Post Production Financing
Post-production finance refers to a type of funding that filmmakers secure after the principal photography (the main shooting of the film) has been completed. This financing is specifically used to cover post-production expenses, which include activities like editing, visual effects, sound design, colour correction, music scoring, and marketing. Post-production financing helps filmmakers complete their film to the highest quality and get it ready for distribution.
Completion Finance
Completion Funding is a type of financial assistance provided to a project—typically in the film, TV, or video game industry—that has already begun production but needs additional funds to complete it. This type of funding is crucial when a project is partially done but faces unexpected costs or budget shortfalls, preventing it from reaching its final stages, such as post-production, editing, or distribution.
Lease Finance
Lease financing in the context of feature film financing is a method used to fund the production of films through leasing arrangements. It primarily revolves around the financing of key assets, such as production equipment, sets, and other physical components essential to the filmmaking process. However, we are looking at taking the elements of the Delivery DCP, Audio Files etc. as tangible items for Lease Financing.
ITA Financing Process
Over the last three years we have looked at various models of financing.

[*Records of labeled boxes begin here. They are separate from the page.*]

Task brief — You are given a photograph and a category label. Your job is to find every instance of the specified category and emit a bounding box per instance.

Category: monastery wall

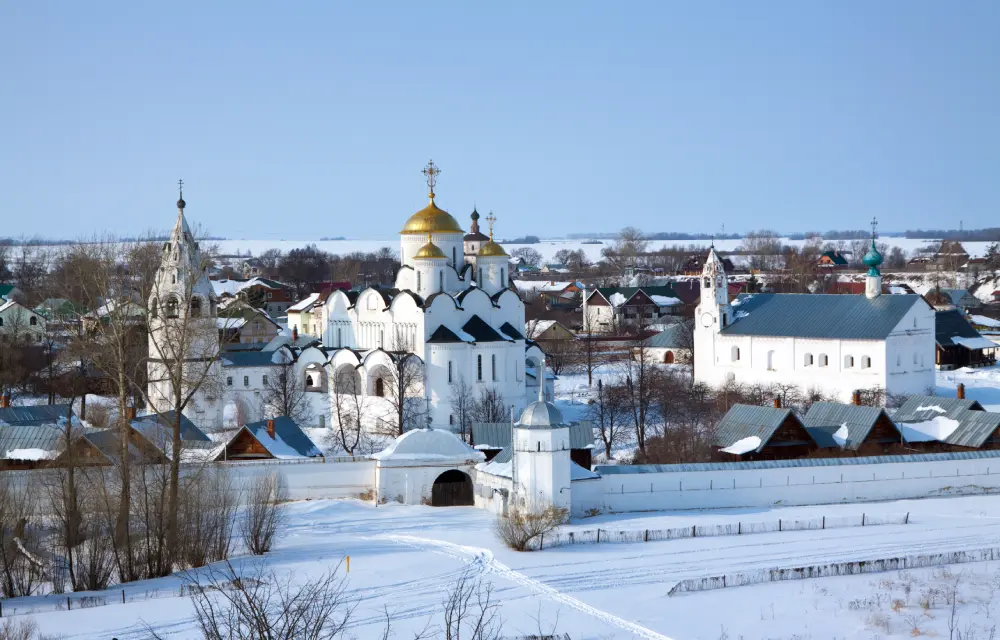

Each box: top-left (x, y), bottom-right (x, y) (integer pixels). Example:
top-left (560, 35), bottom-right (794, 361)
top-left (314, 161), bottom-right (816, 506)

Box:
top-left (588, 452), bottom-right (1000, 512)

The Model we like to achieve is a fair distribution of reward to the Producer and Financier. ITAF looks after our financing process and seeks to ensure that ALL Parties, including Third Party Investors, are secure in the process of film financing and fully understand the implications and responsibilities when completing our documentation.
Financing Areas we consider:
Each project has different requirements and can have different attributes when putting together the final finance plan.